Next-Generation Neo4j Hosting on AWS with GrapheneDB

Alberto Perdomo of GrapheneDB

Alberto Perdomo

Founder of GrapheneDB

Learn all about next-generation Neo4j hosting on Amazon Web Services (AWS) with GrapheneDB
GrapheneDB is a Bronze sponsor of GraphConnect San Francisco. Meet their team on October 13-14th at the Hyatt Regency SF.

With the Neo4j community gearing up for GraphConnect San Francisco – the most important event in the graph database ecosystem – we’d like to review the most notable recent improvements in Neo4j and GrapheneDB.

At GrapheneDB, we have been operating Neo4j databases in the cloud since 2013. We have seen first-hand how Neo4j has improved over time, enhancing its performance, stability and user-facing features.

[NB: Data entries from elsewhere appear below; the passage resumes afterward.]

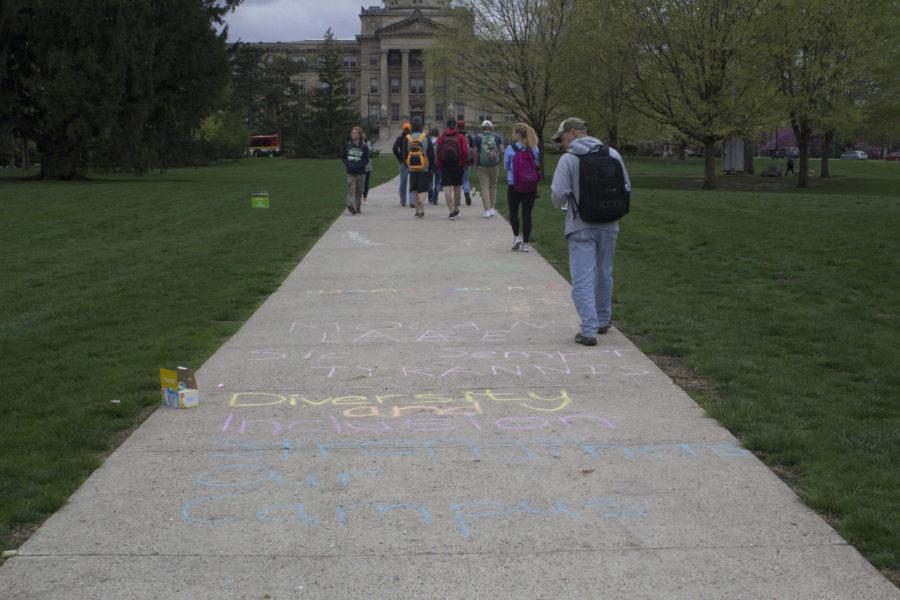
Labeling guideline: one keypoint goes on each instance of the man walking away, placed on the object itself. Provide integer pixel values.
(418, 156)
(488, 150)
(452, 156)
(435, 188)
(404, 172)
(470, 142)
(355, 156)
(592, 184)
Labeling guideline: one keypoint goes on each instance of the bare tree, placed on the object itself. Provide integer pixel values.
(508, 54)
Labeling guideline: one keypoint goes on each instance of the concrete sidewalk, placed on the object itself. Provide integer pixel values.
(408, 417)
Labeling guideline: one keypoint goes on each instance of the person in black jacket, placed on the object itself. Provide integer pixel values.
(404, 172)
(355, 156)
(418, 158)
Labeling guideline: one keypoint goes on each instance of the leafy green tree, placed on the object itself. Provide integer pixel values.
(110, 83)
(824, 65)
(509, 54)
(332, 113)
(693, 70)
(223, 135)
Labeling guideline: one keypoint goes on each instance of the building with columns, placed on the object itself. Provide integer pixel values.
(386, 68)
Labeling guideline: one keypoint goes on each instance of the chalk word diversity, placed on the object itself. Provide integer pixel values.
(466, 403)
(231, 508)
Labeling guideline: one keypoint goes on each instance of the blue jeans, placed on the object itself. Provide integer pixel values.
(591, 253)
(435, 188)
(404, 179)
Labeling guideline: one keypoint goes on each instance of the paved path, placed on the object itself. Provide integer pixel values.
(408, 417)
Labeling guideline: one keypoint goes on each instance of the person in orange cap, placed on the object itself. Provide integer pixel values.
(404, 171)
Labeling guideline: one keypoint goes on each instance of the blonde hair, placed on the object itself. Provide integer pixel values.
(525, 132)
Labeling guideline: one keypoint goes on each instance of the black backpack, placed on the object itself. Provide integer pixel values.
(601, 182)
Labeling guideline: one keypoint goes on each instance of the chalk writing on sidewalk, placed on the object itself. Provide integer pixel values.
(463, 403)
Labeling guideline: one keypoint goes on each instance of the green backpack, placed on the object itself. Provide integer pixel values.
(489, 156)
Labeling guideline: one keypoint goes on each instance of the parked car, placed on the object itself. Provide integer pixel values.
(855, 155)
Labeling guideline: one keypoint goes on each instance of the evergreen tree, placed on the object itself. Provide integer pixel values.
(109, 83)
(332, 112)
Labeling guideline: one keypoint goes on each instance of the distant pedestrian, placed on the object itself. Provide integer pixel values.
(591, 183)
(354, 157)
(488, 150)
(521, 161)
(404, 172)
(452, 156)
(418, 156)
(368, 167)
(435, 188)
(467, 185)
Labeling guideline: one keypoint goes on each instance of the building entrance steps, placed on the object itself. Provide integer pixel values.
(408, 416)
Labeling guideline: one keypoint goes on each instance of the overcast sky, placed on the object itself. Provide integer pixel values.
(295, 20)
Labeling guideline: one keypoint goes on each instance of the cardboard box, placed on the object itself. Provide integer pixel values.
(179, 388)
(259, 200)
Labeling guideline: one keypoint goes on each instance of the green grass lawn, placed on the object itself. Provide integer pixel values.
(776, 308)
(779, 311)
(104, 281)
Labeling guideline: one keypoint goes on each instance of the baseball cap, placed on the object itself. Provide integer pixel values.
(572, 123)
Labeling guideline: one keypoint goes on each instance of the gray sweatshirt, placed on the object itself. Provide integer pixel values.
(565, 183)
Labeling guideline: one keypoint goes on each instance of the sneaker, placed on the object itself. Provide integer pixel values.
(584, 340)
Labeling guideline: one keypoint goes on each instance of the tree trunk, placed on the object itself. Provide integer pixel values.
(26, 159)
(826, 153)
(749, 151)
(803, 144)
(709, 174)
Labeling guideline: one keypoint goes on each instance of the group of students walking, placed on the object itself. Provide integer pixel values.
(590, 183)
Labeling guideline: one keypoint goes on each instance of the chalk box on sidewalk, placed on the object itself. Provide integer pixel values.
(179, 388)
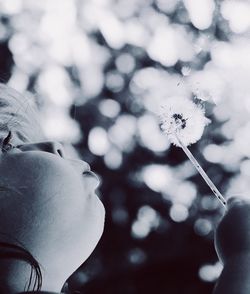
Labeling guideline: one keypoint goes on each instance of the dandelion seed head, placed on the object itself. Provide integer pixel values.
(180, 116)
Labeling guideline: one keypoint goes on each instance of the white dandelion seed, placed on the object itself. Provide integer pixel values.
(185, 118)
(183, 122)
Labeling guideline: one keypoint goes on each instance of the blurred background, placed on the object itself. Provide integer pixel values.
(99, 70)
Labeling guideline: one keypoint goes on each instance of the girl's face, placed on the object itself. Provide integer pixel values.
(50, 204)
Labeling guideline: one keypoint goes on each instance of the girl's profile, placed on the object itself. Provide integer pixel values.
(50, 217)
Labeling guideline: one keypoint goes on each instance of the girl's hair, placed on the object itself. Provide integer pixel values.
(9, 250)
(12, 251)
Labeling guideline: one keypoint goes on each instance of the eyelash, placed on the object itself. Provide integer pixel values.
(6, 142)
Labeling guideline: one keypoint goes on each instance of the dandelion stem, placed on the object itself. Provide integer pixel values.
(202, 172)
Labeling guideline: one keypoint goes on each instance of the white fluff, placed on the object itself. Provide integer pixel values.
(183, 117)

Neo4j 3.0 was released earlier this year, and Neo4j 3.1 is likely to be released soon.

If you’re reading this and you haven’t started using Neo4j 3.0 yet, I encourage you to give it a try. Download the latest Neo4j 3.x release or take Neo4j 3.0 on GrapheneDB for a spin.

New in Neo4j


New Bolt Binary Protocol and Drivers

The new Bolt protocol is probably Neo4j’s most notable improvement since the introduction of the Neo4j Browser interface in Neo4j 2.0 and the graph query language Cypher. GrapheneDB supports Bolt out of the box on all Neo4j versions 3.0 and higher.

Bolt is a new, lightweight binary protocol that provides a blazing fast interface and aims to do so consistently, regardless of the programming language on the client side.

Before Bolt, JVM languages would benefit from top performance while others were treated as second-class citizens. With Bolt, everybody can enjoy a uniform, fast interface.

Neo4j 3.0 Language Drivers on the Bolt Protocol


High Performance over the Network

The use of persistent network connections in Bolt results in less time spent establishing new HTTP connections. In contrast to HTTP REST, the Bolt protocol requires session initialization, but after that, multiple queries can be sent within the same session.

The binary nature of Bolt’s protocol also provides a much smaller footprint than the JSON format used in the HTTP REST interface. In addition, query results are always streamed over the wire so the client can start fetching them as they are returned.

All of these characteristics of Bolt result in notable performance improvements compared to the Neo4j’s pre-existing REST API. If you’re ever had to hack solutions to achieve high throughputs in critical scenarios, like drop down to the Java API, use unmanaged server extensions, or run Neo4j in embedded mode, it’s safe to say that moving forward this way won’t be necessary anymore.

Officially Maintained Language Drivers

Alongside the release of Bolt, the Neo4j teams has also introduced a range of new language drivers that are now officially maintained. Because Bolt is an open protocol standard, there will always be numerous options when it comes to connecting an app or server to Neo4j.

Picking one of the official drivers means less friction in getting your app to integrate with Neo4j and less risk of running into complications when upgrading to future versions of Neo4j. Other drivers will continue to deliver additional functionalities or interface flavors, which some developers might find convenient based on their preferences.

You can check out the list of currently available official drivers in the Neo4j developer documentation.

New in GrapheneDB


Stored Procedures

At GrapheneDB, we’ve always believed that the extensibility of Neo4j was one of its strengths. We have worked with many customers who have relied on unmanaged server extensions or plugins to extend Neo4j.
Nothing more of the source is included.